L’alternance entre les quêtes, oppressantes et régulièrement fatales, et la gestion au hameau, frustrante à force de compromissions et autres crève-cœur, procure un plaisir de jeu un brin pervers, relevant d’une certaine forme de masochisme, pourtant ô combien enthousiasmant. Le jeu, qui a bénéficié, donc, d’un long développement auprès des joueurs curieux, est mûrement réfléchi et bien conçu. Son principe – fort simple au fond, voire archaïque au premier coup d’oeil – est ainsi transcendé par une multitude de trouvailles bienvenues, au moins autant que par la difficulté assumée du software, qui fait de chaque quête ou presque un nouveau défi à relever (même si, au bout d’un moment, j’ai donc craqué, choisissant de faire une pause pour préserver mes nerfs : mes persos de niveau 5 crevaient tous les uns après les autres – ou en lot, en fait… –, je ne crois pas avoir pour le moment réussi une seule quête de ce niveau, et je n’ai donc même pas pénétré dans le « Darkest Dungeon » à proprement parler…).

 

La technique – au sens graphismes, animations et bande-son – n’est sans doute pas un élément forcément mis en avant dans ce type de produits, mais Darkest Dungeon s’en tire plus qu’honorablement dans l’ensemble. En fait, graphiquement, il est même très sympa – avec un style BD riche en ombres, façon dark fantasy, vraiment approprié et bien vu. Il en va de même pour les petites animations accompagnant les actions, sobres, minimalistes même, mais rythmées et pertinentes. Mon seul bémol, ici, porte sur le son : la musique se montre très répétitive, et vite soûlante ; et si les effets sonores sont réussis, les « commentaires sportifs » de l’aïeul sur ce qui se produit dans le donjon – coups critiques, luminosité faible, piège déclenché, et bien d’autres choses encore –, s’ils sont plutôt amusants dans un premier temps, deviennent à leur tour pénibles à force de répétitions…

 

Mais c’est très secondaire. L’intérêt est ailleurs – dans ce principe simple, presque convenu, pourtant sublimé par une ergonomie parfaite, riche de bonnes idées, car mûrement réfléchi de long en large.
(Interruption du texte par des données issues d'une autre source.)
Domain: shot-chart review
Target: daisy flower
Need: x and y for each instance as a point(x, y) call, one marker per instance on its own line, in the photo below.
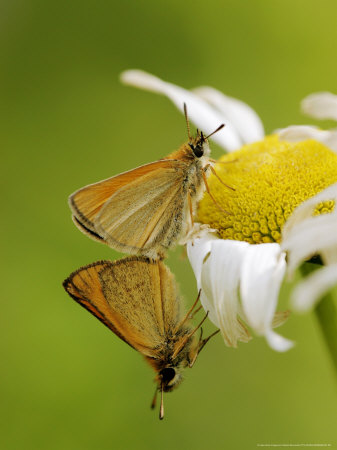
point(241, 268)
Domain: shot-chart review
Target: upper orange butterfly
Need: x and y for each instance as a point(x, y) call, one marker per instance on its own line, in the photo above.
point(146, 210)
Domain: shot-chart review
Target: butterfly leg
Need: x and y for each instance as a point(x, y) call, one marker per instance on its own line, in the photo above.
point(201, 345)
point(187, 337)
point(216, 175)
point(189, 312)
point(210, 194)
point(190, 207)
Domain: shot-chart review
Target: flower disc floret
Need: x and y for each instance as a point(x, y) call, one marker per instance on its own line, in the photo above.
point(271, 178)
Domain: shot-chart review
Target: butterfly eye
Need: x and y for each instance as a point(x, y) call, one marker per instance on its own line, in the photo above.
point(197, 150)
point(167, 374)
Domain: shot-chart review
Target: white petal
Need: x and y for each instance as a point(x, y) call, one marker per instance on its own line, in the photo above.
point(315, 285)
point(278, 342)
point(219, 283)
point(245, 120)
point(298, 133)
point(305, 235)
point(305, 210)
point(262, 274)
point(197, 252)
point(321, 105)
point(310, 237)
point(199, 111)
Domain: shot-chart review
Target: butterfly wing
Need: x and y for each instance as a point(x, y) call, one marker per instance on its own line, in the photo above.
point(134, 297)
point(135, 210)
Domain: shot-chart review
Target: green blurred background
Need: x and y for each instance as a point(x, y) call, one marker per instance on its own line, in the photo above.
point(67, 382)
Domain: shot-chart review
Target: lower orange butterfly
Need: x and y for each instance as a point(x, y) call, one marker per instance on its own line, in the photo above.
point(138, 300)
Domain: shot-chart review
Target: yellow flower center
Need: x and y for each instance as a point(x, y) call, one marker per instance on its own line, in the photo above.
point(270, 179)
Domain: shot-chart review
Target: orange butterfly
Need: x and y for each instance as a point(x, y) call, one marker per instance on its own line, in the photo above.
point(146, 210)
point(137, 299)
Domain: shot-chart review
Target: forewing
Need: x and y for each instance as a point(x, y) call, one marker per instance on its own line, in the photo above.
point(145, 212)
point(86, 203)
point(129, 296)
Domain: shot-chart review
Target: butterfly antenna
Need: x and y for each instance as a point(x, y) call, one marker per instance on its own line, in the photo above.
point(161, 411)
point(218, 129)
point(187, 122)
point(154, 401)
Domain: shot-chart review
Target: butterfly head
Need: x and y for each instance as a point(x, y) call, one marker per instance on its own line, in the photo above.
point(169, 378)
point(199, 145)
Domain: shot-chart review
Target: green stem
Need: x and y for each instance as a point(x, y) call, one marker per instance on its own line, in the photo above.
point(326, 314)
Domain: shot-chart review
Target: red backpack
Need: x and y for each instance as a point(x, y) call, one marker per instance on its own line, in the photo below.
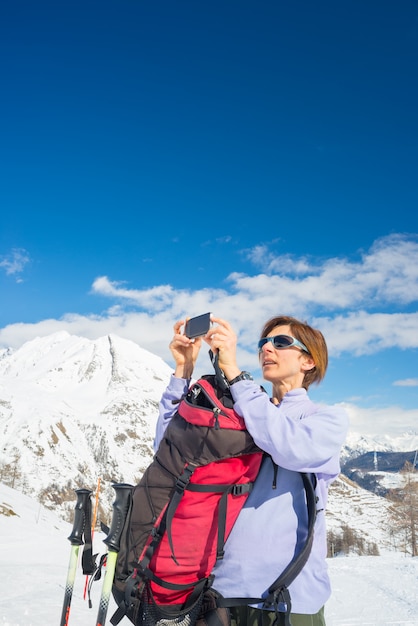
point(183, 509)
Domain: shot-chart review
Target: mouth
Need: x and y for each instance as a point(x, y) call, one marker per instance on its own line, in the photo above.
point(266, 363)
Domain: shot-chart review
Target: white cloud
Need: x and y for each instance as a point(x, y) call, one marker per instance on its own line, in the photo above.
point(328, 296)
point(392, 421)
point(407, 382)
point(15, 262)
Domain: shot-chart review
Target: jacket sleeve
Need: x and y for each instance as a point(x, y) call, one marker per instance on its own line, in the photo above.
point(176, 389)
point(298, 434)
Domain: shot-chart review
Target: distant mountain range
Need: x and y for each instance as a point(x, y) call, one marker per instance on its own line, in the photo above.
point(73, 410)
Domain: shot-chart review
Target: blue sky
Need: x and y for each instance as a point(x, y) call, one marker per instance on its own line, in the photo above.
point(162, 159)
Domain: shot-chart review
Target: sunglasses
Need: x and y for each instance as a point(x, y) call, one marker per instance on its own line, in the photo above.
point(282, 341)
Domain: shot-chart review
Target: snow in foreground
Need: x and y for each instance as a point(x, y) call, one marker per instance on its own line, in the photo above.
point(367, 591)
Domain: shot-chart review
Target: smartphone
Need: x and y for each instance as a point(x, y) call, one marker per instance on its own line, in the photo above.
point(197, 326)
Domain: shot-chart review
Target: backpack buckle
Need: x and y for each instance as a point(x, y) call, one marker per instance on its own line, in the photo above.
point(241, 488)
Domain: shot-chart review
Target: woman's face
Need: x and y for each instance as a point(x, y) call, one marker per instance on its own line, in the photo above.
point(285, 365)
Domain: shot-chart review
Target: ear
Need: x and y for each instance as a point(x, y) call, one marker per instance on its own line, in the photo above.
point(308, 363)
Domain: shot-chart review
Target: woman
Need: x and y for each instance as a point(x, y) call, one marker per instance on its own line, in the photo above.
point(299, 436)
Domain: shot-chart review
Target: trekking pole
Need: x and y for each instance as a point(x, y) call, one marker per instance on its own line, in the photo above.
point(93, 526)
point(76, 540)
point(120, 510)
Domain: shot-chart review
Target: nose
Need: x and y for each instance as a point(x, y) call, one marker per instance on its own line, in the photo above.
point(267, 347)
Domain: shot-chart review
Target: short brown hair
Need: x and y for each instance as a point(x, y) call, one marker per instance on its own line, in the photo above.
point(312, 338)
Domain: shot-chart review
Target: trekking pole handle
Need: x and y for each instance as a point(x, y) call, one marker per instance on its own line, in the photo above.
point(120, 510)
point(76, 537)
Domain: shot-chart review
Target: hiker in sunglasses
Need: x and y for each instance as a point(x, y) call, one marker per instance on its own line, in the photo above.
point(298, 436)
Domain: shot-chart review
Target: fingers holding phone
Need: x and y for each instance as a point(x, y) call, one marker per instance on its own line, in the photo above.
point(184, 350)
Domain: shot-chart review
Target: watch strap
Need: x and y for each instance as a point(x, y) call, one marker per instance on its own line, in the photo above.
point(242, 376)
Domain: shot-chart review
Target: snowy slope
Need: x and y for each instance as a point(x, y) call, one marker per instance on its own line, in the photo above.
point(367, 591)
point(73, 410)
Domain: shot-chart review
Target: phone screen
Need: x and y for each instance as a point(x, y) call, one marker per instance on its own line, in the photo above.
point(197, 326)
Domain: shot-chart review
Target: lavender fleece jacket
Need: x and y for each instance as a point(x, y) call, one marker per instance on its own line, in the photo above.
point(300, 436)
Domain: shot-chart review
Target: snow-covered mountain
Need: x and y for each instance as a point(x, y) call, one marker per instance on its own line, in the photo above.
point(366, 590)
point(73, 410)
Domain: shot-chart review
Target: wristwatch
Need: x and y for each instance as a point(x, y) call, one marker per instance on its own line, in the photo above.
point(242, 376)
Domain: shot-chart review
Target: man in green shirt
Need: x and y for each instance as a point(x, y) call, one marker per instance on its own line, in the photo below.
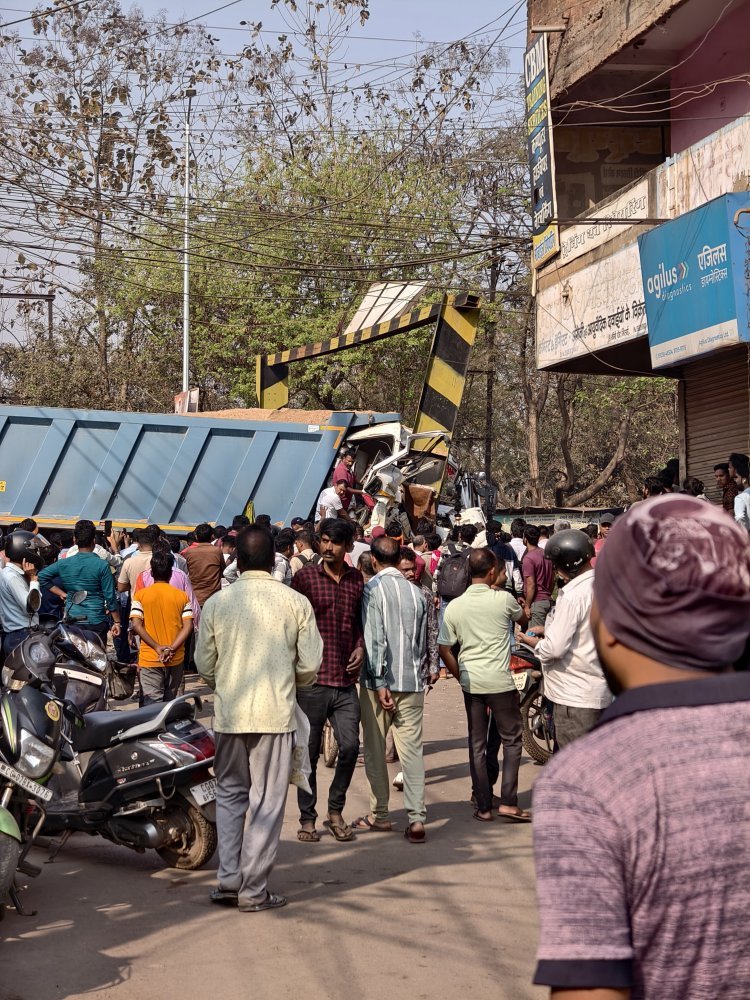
point(478, 623)
point(86, 571)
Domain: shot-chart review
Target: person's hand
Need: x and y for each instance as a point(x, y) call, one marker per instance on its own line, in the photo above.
point(386, 700)
point(356, 660)
point(29, 570)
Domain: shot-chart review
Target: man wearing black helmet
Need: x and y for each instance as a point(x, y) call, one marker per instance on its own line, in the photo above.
point(573, 678)
point(16, 580)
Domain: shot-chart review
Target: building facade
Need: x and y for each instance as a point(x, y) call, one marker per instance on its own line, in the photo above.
point(650, 112)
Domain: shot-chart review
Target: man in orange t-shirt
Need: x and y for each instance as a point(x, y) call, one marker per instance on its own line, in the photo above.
point(162, 618)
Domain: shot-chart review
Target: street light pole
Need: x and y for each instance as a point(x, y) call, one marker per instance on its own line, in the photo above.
point(190, 94)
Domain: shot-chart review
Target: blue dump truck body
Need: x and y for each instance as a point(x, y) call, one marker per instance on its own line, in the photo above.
point(59, 465)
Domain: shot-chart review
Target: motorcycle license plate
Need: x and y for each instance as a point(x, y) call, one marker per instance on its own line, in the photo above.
point(205, 792)
point(33, 787)
point(519, 679)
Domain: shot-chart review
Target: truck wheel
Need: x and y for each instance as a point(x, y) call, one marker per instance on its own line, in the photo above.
point(538, 742)
point(194, 838)
point(9, 851)
point(330, 746)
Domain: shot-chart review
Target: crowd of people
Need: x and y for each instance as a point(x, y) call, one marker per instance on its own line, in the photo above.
point(352, 628)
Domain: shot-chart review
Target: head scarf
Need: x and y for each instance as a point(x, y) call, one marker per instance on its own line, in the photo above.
point(673, 583)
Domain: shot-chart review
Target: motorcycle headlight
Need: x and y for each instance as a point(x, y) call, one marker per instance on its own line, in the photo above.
point(81, 644)
point(97, 657)
point(36, 758)
point(9, 681)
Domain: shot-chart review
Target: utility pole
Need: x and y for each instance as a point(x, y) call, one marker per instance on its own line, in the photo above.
point(190, 94)
point(490, 498)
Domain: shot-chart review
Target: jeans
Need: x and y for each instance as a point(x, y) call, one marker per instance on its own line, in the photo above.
point(122, 642)
point(341, 706)
point(506, 715)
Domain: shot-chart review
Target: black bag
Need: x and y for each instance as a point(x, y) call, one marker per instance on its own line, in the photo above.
point(454, 577)
point(120, 679)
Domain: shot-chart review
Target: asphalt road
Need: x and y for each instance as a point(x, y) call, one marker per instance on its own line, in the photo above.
point(374, 919)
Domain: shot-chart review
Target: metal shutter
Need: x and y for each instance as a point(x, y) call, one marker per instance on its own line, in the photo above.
point(717, 412)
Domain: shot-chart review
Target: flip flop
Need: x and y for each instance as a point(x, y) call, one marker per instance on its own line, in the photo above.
point(415, 837)
point(339, 832)
point(521, 816)
point(482, 819)
point(364, 823)
point(308, 836)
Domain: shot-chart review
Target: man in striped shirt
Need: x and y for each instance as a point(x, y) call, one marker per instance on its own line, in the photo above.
point(394, 614)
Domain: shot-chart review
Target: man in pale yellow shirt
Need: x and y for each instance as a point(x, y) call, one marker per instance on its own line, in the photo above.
point(257, 643)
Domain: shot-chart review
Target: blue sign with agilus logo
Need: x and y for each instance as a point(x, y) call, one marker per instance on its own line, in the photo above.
point(694, 282)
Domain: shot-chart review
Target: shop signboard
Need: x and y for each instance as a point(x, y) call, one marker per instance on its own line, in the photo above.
point(694, 282)
point(596, 307)
point(544, 231)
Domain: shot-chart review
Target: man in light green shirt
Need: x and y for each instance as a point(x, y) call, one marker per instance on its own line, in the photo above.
point(258, 642)
point(479, 623)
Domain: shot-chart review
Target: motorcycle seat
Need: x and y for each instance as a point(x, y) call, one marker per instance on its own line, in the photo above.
point(104, 728)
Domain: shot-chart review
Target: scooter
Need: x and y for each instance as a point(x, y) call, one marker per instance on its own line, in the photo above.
point(141, 778)
point(536, 710)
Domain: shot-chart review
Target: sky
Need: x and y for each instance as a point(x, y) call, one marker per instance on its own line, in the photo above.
point(389, 32)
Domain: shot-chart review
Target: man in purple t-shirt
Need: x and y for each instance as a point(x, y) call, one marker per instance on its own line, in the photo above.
point(538, 577)
point(642, 826)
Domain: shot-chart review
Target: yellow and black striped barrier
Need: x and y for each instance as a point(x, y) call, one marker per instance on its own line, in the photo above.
point(444, 382)
point(456, 320)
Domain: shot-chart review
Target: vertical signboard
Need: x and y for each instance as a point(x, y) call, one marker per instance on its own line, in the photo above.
point(545, 236)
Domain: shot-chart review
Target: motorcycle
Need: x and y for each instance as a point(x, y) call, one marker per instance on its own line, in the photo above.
point(536, 710)
point(141, 779)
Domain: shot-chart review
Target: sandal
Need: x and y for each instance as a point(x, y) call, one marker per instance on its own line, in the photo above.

Darkest Dungeon n’est probablement pas un jeu à conseiller à absolument tout le monde, ne serait-ce qu’en raison de sa difficulté, bien sûr – même si, pour ma part, en petit gamer occasionnel et souvent effrayé par le moindre semblant de défi, j’y ai vraiment trouvé mon compte. Je vous invite cependant à y jeter un œil : ce « petit jeu » est sans doute bien plus riche et bien mieux pensé que nombre de gros machins plus frontalement époustouflants – et c’est ça qu’est bon.